The judge limited closing arguments to 15 minutes for each side plus an additional five minutes for the plaintiff’s rebuttal.  At 1:25 pm on the third day, we were adjourned outside so that the jury could deliberate in the larger space of the courtroom.  While standing underneath the magnolias and gazing at the lake, we debriefed about the trial. The bailiff then came downstairs to retrieve us for the jury’s verdict at 1:41 pm. The jury found for the defendant physician and for the hospital’s insurer, and the verdict form was signed only by the foreman, which meant the verdict was unanimous.

Surgeries carry risks of injury and even death that must be weighed against the potential benefits if they go as intended. In order to try this case, maybe for the first time since the last largescale pandemic in 1918, the court and the parties had to weigh the risks of someone being exposed to the virus versus the benefits of moving the civil docket forward and giving resolution and finality to the parties.

In a follow up call with the Circuit Court Clerk, she told me that none of the jurors, many of whom she knows, or court staff were exposed to the virus during the trial or ever became symptomatic to her knowledge.  Looking back on the experience, when jurors came into or left the courtroom, they did so single file, spaced at intervals that kept them separated from one another.  At lunch, I noticed that most ate alone in their cars and trucks or drove off to eat somewhere else.  Keeping the jurors shielded from witnesses and attorneys with the plexiglass screens and keeping them masked and socially distanced seems to have worked. Going forward, until a widely distributed vaccine eradicates the risk of exposure, the risk versus benefit analysis of whether to try individual cases will need to be made on a case-by-case basis. When trials do go forward, perhaps some of the processes successfully utilized in our trial will help.

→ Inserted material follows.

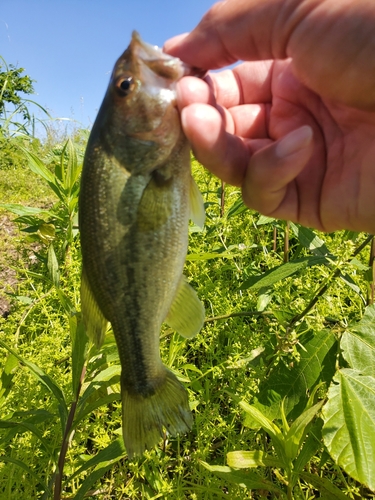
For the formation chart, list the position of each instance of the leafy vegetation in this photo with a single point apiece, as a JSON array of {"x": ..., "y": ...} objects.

In Lake Village, Arkansas, we allowed the justice system to do what it does — decide an outcome. In doing so, a plaintiff confronted the grief of losing a parent.  A surgeon confronted the grief of being accused of negligently killing a patient. A jury heard the proof and decided that the surgeon’s care was reasonable. We all confronted fear of the unknown — the fear that an invisible, aerosolized virus might infect some or all of us who were present in the small courtroom, and we took precautions to avoid that happening. That fear passed, fortunately, unrealized.  Dr. Mayfield and I walked out of the courthouse and hugged briefly.  We both then drove back to our own lives while the afternoon sun glistened on the oxbow lake that lies like a smiling backdrop against the small delta town of Lake Village.